E a queste preoccupazioni precede una domanda che è sempre meglio non fare, perché facciamo quello che facciamo, come procede la costruzione del senso della cosa, o dei metodi per produrre la cosa che ci accingiamo a realizzare.
Nel caso di Muciaccia, già fotografo di still-life, già fotografo di danza e documentarista di cultura materiale, la scelta di diventare fotografo di architettura contiene parte della spiegazione.
E’ l’oggetto del lavoro che stabilisce la regola procedurale e in definitiva la costruzione del senso.
Fotografare l’architettura comporta un’adesione e una distanza dal mondo, incorpora la precisione chirurgica dello still-life con l’ombra del sole che lentamente si muove senza sosta sulla facciata.

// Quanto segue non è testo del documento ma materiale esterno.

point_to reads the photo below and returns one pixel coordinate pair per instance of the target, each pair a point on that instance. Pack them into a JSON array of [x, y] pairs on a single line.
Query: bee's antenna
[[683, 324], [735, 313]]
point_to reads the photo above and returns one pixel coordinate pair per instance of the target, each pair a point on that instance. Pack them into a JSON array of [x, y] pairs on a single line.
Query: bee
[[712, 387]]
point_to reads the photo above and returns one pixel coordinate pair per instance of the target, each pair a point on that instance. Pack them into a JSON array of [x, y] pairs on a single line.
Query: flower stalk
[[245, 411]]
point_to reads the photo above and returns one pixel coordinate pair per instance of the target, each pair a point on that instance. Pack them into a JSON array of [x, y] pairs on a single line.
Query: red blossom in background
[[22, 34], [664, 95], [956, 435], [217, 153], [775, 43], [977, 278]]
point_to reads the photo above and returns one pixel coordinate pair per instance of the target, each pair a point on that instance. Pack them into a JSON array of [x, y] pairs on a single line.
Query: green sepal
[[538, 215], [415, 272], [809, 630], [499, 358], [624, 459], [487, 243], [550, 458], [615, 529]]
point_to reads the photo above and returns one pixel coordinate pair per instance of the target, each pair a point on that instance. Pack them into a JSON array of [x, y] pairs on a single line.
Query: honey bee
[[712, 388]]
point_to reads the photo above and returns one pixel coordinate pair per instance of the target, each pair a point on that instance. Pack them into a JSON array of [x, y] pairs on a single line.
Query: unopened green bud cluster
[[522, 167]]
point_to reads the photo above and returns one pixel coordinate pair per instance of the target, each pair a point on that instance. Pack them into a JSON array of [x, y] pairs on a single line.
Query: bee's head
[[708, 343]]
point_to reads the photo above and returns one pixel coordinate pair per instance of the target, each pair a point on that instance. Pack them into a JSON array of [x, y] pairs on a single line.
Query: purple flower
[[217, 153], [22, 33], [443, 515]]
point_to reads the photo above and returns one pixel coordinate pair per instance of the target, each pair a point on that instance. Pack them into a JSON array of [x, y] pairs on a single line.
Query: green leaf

La foto di architettura riproduce lo straniamento dechirichiano di uno spazio strappato alla natura per realizzare il sogno e l’inquadratura della natura che lo sostiene in un duplice rimando in cui è difficile stabilire chi è quadro di cosa.
La foto d’architettura restituisce l’impossibilità di rappresentare la vita se non fermandola, in un’istantanea nella quale qualcosa è più fermo di qualcos’altro e con questa piccola differenza l’artificio della vitalità si riproduce.
E’ così che le foto del mio amico mi restituiscono l’importanza del nostro lavoro di architetti, come costruttori del quadro in cui la vita si svolge in parallelo e non sovrapposto, adeguato e sempre in ritardo, assoluto e fragile.
Ma se devo essere sincero, Muciaccia rappresenta un caso particolare di fotografo, che non si esaurisce in una “ specializzazione “ , anche se dall’ultima scelta per l’architettura ricava una specie di riordino generale del modo di lavorare.
Usando un paradosso lo definirei un “ fotografo di gruppo “, perché il termine di “ paesaggio “ e “ architettura “ mi sembrano ancora imprecisi o meglio mi sembrano i mezzi coni loro apparati di regole interne. Anche se i riferimenti, le affinità, lo studio di altri fotografi italiani riemergono inevitabilmente per la caratura dell’opera di Basilico o di Ghirri, Muciaccia segue un percorso più silenzioso, preoccupato di stabilire relazioni e prossimità secondo un passaggio che dalla lezione degli spazi interni dell’architettura si dilata sull’ambiente antropizzato.
Il caso della ricerca materana rappresenta un campione, che per dimensione, occasione pubblica e scale di riproduzione della fotografia ( negativo, ingrandimento, pannello, fotolito, catalogo ) sembra più maneggevole da comprendere. Per me che ho seguito innumerevoli ricerche “ senza scopo “ di Alberto, raccolte di appunti su Roma, Messina, Bari, la Puglia, questo ultimo rappresenta solo un precipitato occasionale di un’attenzione disinteressata e continua che lo accompagna da molti anni.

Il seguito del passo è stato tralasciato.